Werheid, K., Schacht, A., and Sommer, W.
Institute of Psychology, Humboldt University at Berlin, Germany
E-mail: katja.werheid@rz.hu-berlin.de

Recent research on affective face processing has revealed dissociable brain responses to attractive versus non-attractive faces. However, everyday experience suggests that judgements of attractiveness are context-dependent. The present study employed a priming technique in order to specify the influence of affectively congruent, incongruent or neutral primes on judgements of facial attractiveness.

Event-related potentials were recorded from twenty-four participants (12 female) while classifying faces as attractive or non-attractive.

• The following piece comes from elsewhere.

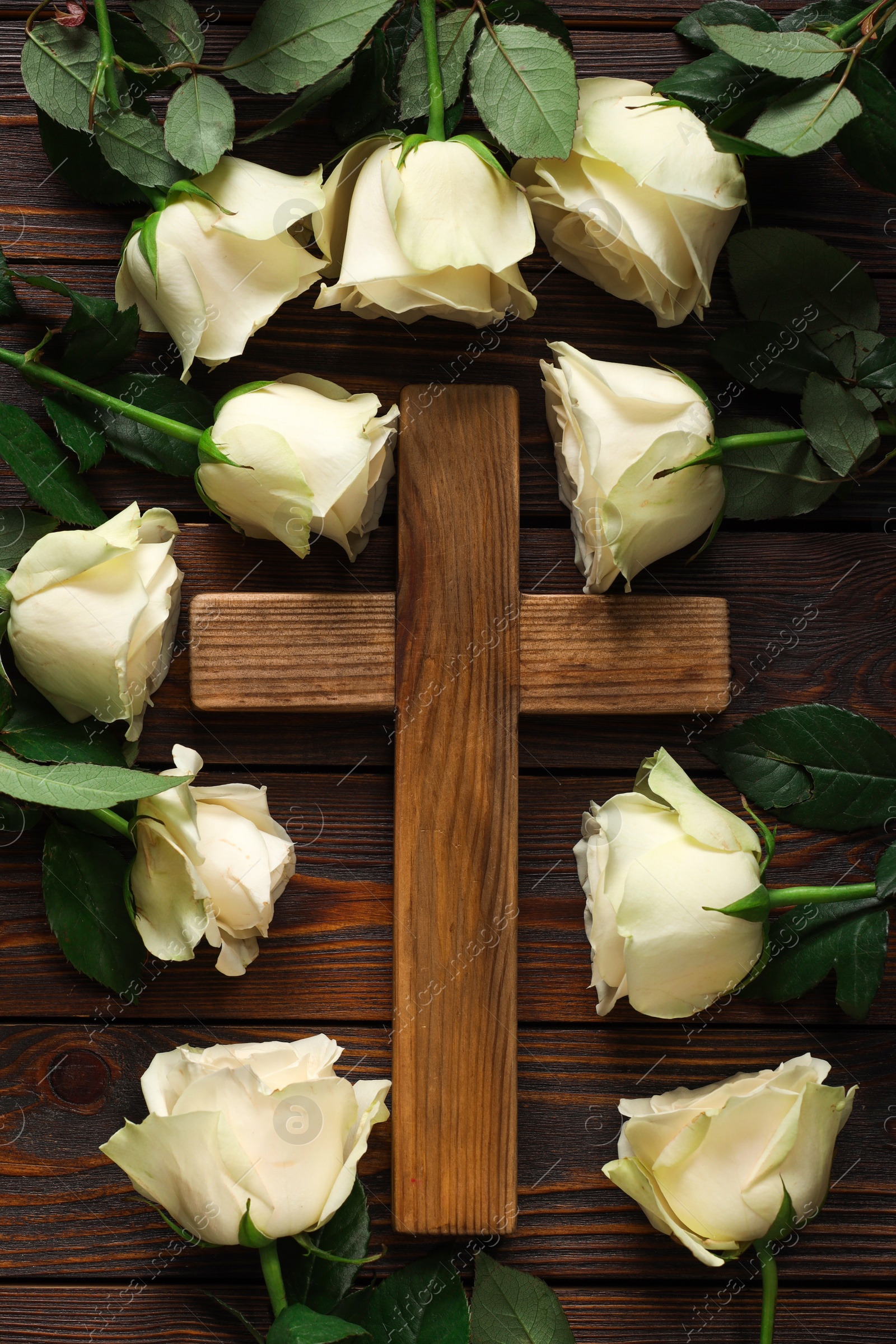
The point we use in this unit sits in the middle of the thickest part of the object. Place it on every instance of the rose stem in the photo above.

Each target face was preceded either by a affectively congruent or an incongruent portrait of another person. Additionally, pictures of objects from everyday life and scrambled faces served as affectively neutral primes. All stimuli were selected on the basis of pilot ratings.

The comparison of the three different prime type conditions revealed that the presence of an emotionally significant prime as compared to a neutral prime altered the processing of target faces, as indicated by attractiveness judgements, reaction times, and event-related potentials. When faces were preceded by another face, priming effects were found in affectively congruent as compared to incongruent trials. Our results support the view that judgements of facial attractiveness are influenced by the presence and by the valence of its immediate affective context.